¹ State Key Laboratory Breeding Base of Green Pesticide and Agricultural Bioengineering, Key Laboratory of Green Pesticide and Agricultural Bioengineering, Ministry of Education, Guizhou University, Huaxi District, Guiyang 550025, China.
² State Key Laboratory for Functions and Applications of Medicinal Plants, Guizhou Medical University, Guiyang 550014, China.

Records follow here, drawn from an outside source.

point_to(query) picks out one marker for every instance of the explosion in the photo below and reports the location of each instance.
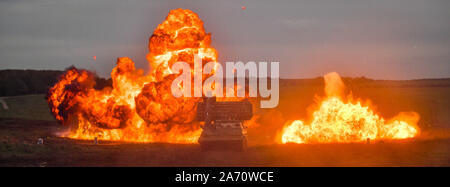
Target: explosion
(339, 121)
(138, 107)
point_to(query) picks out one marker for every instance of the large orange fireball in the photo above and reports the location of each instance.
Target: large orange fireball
(340, 119)
(137, 107)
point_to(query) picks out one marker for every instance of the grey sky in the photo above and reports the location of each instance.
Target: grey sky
(382, 39)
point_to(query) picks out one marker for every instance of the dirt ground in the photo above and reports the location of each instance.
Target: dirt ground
(19, 137)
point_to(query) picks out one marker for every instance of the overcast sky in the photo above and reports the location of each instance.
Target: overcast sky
(381, 39)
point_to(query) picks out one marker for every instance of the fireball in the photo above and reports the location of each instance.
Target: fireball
(138, 107)
(340, 119)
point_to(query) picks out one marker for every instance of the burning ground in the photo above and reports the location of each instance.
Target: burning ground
(140, 107)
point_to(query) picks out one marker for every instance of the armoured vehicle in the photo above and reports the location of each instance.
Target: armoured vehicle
(223, 128)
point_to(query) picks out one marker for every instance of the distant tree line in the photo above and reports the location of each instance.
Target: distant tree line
(24, 82)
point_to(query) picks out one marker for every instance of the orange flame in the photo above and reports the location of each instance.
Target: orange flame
(339, 121)
(138, 107)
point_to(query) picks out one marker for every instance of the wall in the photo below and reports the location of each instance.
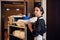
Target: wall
(0, 19)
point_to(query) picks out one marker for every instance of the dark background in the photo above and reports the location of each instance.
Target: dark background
(53, 20)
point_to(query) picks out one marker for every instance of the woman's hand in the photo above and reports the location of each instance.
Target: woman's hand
(30, 26)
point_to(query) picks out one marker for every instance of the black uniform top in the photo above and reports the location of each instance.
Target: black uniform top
(39, 27)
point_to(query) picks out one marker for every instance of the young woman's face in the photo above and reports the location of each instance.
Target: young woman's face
(37, 12)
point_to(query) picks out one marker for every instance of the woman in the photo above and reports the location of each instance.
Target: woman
(40, 23)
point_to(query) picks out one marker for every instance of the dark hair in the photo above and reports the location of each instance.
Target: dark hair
(39, 6)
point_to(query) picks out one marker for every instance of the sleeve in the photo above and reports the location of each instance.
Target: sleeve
(40, 29)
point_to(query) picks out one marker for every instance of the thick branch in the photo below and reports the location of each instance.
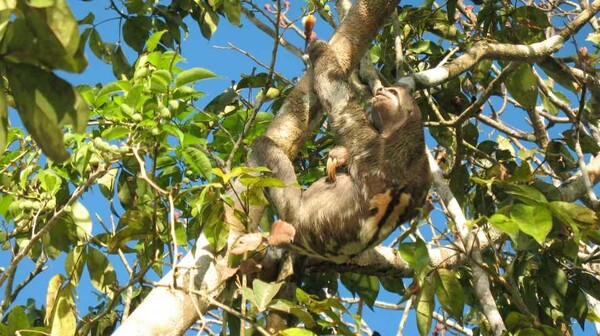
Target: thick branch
(500, 51)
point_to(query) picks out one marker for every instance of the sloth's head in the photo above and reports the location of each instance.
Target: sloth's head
(392, 107)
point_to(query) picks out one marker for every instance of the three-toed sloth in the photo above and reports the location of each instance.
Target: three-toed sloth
(387, 176)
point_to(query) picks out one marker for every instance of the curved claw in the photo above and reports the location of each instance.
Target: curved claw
(331, 167)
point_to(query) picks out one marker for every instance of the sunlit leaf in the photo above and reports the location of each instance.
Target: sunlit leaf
(450, 293)
(535, 221)
(264, 292)
(193, 75)
(102, 273)
(366, 286)
(46, 103)
(65, 320)
(424, 307)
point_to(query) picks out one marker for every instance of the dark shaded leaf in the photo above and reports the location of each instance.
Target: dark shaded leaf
(522, 85)
(46, 103)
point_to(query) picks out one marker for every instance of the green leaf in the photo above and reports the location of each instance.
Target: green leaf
(81, 217)
(557, 70)
(588, 282)
(153, 40)
(451, 5)
(576, 308)
(207, 20)
(522, 85)
(576, 216)
(233, 9)
(64, 321)
(416, 255)
(46, 103)
(366, 286)
(450, 293)
(160, 81)
(76, 259)
(553, 282)
(506, 225)
(102, 274)
(193, 75)
(424, 308)
(135, 32)
(535, 221)
(264, 293)
(3, 119)
(99, 48)
(297, 332)
(46, 36)
(424, 47)
(523, 193)
(107, 183)
(17, 320)
(120, 65)
(50, 181)
(198, 161)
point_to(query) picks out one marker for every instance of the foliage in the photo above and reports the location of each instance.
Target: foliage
(161, 160)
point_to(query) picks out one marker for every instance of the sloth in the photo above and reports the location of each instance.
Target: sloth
(386, 173)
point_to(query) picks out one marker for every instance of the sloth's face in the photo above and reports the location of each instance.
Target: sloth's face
(388, 100)
(390, 107)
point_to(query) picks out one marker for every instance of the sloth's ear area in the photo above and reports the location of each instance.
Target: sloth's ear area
(316, 49)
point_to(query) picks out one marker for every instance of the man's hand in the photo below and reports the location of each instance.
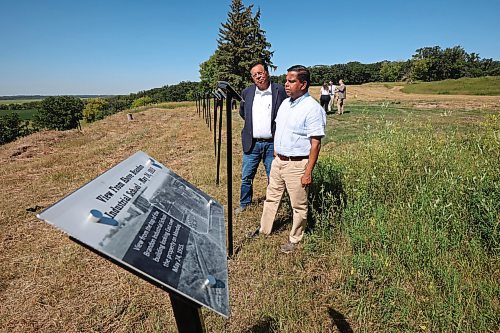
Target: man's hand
(306, 180)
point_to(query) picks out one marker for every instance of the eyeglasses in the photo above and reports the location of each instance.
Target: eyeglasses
(258, 74)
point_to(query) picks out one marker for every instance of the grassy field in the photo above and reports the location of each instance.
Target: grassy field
(485, 86)
(403, 234)
(18, 101)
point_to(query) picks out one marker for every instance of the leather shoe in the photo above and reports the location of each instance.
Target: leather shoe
(288, 247)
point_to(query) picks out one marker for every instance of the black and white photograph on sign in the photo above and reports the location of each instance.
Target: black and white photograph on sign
(150, 219)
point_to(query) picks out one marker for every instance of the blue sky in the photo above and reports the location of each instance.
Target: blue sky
(60, 47)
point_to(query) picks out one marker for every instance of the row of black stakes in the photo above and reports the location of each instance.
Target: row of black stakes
(209, 106)
(223, 92)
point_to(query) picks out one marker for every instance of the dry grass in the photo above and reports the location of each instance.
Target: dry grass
(378, 92)
(50, 284)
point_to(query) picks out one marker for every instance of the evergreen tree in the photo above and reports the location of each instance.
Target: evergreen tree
(241, 43)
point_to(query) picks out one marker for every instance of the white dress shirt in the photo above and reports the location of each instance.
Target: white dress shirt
(296, 123)
(261, 113)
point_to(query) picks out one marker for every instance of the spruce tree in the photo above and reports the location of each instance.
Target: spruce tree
(241, 43)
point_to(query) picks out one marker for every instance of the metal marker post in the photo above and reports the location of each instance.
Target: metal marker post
(231, 94)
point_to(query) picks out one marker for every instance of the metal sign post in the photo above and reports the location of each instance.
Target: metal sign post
(231, 94)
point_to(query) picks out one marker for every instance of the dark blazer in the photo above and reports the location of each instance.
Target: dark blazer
(279, 95)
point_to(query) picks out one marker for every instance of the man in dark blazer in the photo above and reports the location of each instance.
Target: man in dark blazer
(258, 108)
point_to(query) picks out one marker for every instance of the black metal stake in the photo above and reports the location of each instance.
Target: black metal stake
(219, 143)
(229, 152)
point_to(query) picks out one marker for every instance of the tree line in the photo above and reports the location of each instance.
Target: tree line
(241, 43)
(427, 64)
(66, 112)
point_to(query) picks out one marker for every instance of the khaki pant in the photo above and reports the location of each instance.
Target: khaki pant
(340, 105)
(286, 174)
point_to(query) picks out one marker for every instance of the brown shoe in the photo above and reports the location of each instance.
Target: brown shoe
(288, 247)
(254, 233)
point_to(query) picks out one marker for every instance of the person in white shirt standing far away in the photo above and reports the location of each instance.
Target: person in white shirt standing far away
(300, 126)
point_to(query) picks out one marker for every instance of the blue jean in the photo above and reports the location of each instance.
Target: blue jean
(261, 151)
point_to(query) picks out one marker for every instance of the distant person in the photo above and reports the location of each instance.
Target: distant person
(258, 108)
(300, 125)
(324, 98)
(341, 96)
(331, 88)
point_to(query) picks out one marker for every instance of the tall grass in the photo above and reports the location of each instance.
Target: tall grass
(419, 211)
(487, 86)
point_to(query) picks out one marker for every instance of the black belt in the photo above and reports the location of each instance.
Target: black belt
(292, 158)
(264, 140)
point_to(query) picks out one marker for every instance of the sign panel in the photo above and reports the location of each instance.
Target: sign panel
(148, 218)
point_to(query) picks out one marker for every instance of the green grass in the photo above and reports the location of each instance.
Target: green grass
(360, 119)
(417, 203)
(487, 86)
(23, 114)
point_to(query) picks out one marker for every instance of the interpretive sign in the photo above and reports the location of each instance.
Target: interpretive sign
(151, 220)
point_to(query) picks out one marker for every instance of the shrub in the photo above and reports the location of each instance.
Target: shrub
(95, 109)
(60, 113)
(11, 127)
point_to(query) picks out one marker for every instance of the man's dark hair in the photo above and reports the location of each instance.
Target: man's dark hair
(303, 73)
(260, 63)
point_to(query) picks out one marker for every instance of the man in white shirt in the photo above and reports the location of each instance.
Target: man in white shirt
(300, 126)
(258, 108)
(332, 96)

³ The Key Laboratory of Chemistry for Natural Products of Guizhou Province and Chinese Academy of Sciences/Guizhou Provincial Engineering Research Center for Natural Drugs, Guiyang 550014, China.

Abstract

A new class of trifluoromethylpyridine 1,3,4-oxadiazole derivatives (6a-6v) was obtained, and their antibacterial activities were evaluated. Some of them exhibited good activity, particularly 6a, which had the highest in vitro activity against Ralstonia solanacearum (R. solanacearum) and Xanthomonas axonopodis pv. citri (Xac). The half-maximal effective concentrations (EC₅₀) were 26.2 and 10.11 μg/mL, respectively, which were lower than those of commercial thiodiazole copper (97.2 and 35.3 μg/mL, respectively). Furthermore, 6q showed much higher activity against Xanthomonas oryzae pv. oryzae (Xoo) with an EC₅₀ value of 7.2 μg/mL; this was superior to bismerthiazol (57.2 μg/mL). Collectively, our findings provide a foundation for the development of trifluoromethylpyridine 1,3,4-oxadiazole derivatives.